Evolutionary Tree-Structured Storage : Concepts, Interfaces, and Applications

Kramis, Marc

Evolutionary Tree-Structured Storage : Concepts, Interfaces, and Applications

Dateien

Kramis_276959.pdfGröße: 5.48 MBDownloads: 2097

Datum

2014

Open Access-Veröffentlichung

Open Access Green

Sammlungen

Informatik und Informationswissenschaft

Publikationstyp

Dissertation

Publikationsstatus

Published

Zusammenfassung

Life is subdued to constant evolution. So is our data, be it in research, business or personal information management. From a natural, evolutionary perspective, our data evolves through a sequence of fine-granular modifications resulting in myriads of states, each describing our data at a given point in time. From a technical, anti-evolutionary perspective, mainly driven by technological and financial limitations, we treat the modifications as transient commands and only store the latest state of our data.

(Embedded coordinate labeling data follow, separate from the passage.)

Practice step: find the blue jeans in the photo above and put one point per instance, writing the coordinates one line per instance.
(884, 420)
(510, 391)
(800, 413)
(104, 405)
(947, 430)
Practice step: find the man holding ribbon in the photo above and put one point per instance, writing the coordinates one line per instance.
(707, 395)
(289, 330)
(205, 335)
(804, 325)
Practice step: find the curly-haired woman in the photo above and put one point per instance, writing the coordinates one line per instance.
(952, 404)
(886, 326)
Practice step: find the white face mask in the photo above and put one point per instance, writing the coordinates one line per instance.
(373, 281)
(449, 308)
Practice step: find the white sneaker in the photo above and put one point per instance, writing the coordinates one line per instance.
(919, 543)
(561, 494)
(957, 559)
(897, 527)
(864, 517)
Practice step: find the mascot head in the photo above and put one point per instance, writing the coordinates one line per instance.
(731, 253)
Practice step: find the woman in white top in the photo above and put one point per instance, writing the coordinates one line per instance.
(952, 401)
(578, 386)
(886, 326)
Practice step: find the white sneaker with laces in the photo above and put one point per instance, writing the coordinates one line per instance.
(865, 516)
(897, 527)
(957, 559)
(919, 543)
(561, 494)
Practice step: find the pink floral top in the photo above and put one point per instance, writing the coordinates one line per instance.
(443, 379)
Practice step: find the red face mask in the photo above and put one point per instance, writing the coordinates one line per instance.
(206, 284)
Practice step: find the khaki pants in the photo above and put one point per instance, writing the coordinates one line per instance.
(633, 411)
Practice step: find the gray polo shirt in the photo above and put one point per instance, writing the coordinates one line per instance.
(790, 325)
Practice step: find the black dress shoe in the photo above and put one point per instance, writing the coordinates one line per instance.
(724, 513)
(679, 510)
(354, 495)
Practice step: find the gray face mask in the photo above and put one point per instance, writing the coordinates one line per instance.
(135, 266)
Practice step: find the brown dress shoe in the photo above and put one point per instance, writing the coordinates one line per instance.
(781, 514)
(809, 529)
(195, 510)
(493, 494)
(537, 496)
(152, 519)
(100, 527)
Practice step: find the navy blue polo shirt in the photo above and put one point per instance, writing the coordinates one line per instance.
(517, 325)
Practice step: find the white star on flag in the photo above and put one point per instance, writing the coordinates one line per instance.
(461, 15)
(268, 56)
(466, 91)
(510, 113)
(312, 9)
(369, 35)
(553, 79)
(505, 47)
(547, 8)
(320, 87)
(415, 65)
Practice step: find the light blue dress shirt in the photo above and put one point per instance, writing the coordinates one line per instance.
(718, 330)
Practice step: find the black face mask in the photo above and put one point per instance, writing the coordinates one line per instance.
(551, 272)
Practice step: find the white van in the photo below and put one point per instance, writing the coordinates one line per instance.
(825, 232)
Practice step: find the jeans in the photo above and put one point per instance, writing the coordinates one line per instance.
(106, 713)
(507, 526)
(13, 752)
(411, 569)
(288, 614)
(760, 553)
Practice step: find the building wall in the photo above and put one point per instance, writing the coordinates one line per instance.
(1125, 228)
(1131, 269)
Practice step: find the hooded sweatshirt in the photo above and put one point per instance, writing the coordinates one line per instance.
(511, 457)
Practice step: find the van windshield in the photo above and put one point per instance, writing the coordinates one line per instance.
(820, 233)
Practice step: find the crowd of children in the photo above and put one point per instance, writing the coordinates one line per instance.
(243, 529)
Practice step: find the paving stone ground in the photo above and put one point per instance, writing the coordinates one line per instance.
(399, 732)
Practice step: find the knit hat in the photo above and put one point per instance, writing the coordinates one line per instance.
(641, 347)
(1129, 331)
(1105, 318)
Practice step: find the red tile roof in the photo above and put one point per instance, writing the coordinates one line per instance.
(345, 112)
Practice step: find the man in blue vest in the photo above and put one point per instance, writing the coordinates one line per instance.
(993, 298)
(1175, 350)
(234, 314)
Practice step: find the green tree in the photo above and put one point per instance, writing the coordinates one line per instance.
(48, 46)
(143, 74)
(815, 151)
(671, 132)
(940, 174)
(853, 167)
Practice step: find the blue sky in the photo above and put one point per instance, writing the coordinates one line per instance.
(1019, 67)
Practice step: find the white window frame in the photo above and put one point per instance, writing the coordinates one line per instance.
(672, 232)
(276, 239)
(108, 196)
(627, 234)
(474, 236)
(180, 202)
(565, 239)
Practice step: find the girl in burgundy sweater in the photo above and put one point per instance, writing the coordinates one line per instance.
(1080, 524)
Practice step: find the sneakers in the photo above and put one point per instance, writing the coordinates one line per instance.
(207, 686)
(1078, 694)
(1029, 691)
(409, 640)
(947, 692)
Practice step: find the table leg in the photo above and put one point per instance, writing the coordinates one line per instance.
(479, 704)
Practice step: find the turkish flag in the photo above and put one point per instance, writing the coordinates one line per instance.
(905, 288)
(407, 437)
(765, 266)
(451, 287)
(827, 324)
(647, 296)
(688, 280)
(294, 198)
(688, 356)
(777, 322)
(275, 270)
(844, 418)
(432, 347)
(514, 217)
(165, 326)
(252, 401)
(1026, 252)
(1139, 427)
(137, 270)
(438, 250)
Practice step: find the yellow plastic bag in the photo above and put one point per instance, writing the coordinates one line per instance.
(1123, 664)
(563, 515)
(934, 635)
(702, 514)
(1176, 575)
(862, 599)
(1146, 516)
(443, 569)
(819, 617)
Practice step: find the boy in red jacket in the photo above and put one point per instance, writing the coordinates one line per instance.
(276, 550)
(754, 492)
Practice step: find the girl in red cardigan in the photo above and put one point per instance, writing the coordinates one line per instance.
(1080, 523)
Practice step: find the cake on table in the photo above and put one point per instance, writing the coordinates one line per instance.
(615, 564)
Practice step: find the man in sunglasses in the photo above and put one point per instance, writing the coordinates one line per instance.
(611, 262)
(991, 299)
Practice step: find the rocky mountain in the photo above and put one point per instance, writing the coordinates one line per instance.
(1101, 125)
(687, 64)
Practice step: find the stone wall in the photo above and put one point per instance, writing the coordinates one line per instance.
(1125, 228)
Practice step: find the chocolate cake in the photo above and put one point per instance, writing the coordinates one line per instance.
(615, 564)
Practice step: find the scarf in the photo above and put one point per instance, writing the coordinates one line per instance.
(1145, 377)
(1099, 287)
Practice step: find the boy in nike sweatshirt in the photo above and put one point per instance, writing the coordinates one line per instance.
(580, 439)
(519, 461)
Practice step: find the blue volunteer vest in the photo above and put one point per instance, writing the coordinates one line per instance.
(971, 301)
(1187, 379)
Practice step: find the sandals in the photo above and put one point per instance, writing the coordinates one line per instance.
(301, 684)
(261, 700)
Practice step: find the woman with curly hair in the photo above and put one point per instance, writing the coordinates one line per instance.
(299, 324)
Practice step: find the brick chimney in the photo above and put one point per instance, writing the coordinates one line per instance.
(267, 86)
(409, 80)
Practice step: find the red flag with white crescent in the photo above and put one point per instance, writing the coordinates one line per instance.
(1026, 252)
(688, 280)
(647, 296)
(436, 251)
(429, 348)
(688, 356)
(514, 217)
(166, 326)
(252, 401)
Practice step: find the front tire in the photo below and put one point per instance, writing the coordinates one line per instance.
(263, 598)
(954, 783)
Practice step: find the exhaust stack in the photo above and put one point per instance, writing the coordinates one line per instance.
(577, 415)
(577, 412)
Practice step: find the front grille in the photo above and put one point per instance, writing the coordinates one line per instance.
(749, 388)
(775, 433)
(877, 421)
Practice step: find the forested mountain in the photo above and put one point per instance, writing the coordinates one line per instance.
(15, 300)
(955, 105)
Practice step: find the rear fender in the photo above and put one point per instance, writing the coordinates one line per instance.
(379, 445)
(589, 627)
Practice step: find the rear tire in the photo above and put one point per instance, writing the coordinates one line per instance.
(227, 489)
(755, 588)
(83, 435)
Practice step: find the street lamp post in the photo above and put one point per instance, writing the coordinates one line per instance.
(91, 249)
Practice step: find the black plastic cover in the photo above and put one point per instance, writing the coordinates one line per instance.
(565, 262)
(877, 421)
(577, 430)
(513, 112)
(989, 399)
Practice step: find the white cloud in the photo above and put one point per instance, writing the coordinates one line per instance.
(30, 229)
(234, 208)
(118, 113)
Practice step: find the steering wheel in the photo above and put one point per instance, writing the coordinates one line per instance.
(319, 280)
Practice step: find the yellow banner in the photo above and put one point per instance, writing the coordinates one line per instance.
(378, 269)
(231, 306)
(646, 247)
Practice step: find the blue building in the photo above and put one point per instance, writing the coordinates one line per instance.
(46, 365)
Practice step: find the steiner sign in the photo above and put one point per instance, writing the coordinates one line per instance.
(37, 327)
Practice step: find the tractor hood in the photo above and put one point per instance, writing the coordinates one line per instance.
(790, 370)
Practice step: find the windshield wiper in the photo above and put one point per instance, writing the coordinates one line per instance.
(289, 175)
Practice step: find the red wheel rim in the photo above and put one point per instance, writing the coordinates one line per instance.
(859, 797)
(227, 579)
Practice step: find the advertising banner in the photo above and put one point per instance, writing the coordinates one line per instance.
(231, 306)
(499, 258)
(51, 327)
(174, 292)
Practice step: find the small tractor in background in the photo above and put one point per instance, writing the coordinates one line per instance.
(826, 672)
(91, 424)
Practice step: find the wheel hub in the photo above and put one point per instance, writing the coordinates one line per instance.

It is surprising that the current approach is to ignore the natural evolution and to willfully forget about the sequence of modifications and therefore the past state. Sticking to this approach causes all kinds of confusion, complexity, and performance issues. Confusion, because we still somehow want to retrieve past state but are not sure how. Complexity, because we must repeatedly work around our own obsolete approaches. Performance issues, because confusion times complexity hurts. It is not surprising, however, that intelligence agencies notoriously try to collect, store, and analyze what the broad public willfully forgets.

Significantly faster and cheaper random-access storage is the key driver for a paradigm shift towards remembering the sequence of modifications. We claim that (1) faster storage allows to efficiently and cleverly handle finer-granular modifications and (2) that mandatory versioning elegantly exposes past state, radically simplifies the applications, and effectively lays a solid foundation for backing up, distributing and scaling of our data. This work shows, using the example of tree-structured XML, that the characteristics and advantages of the evolutionary approach have been recognized and consistently implemented - something, which on its own is an important achievement.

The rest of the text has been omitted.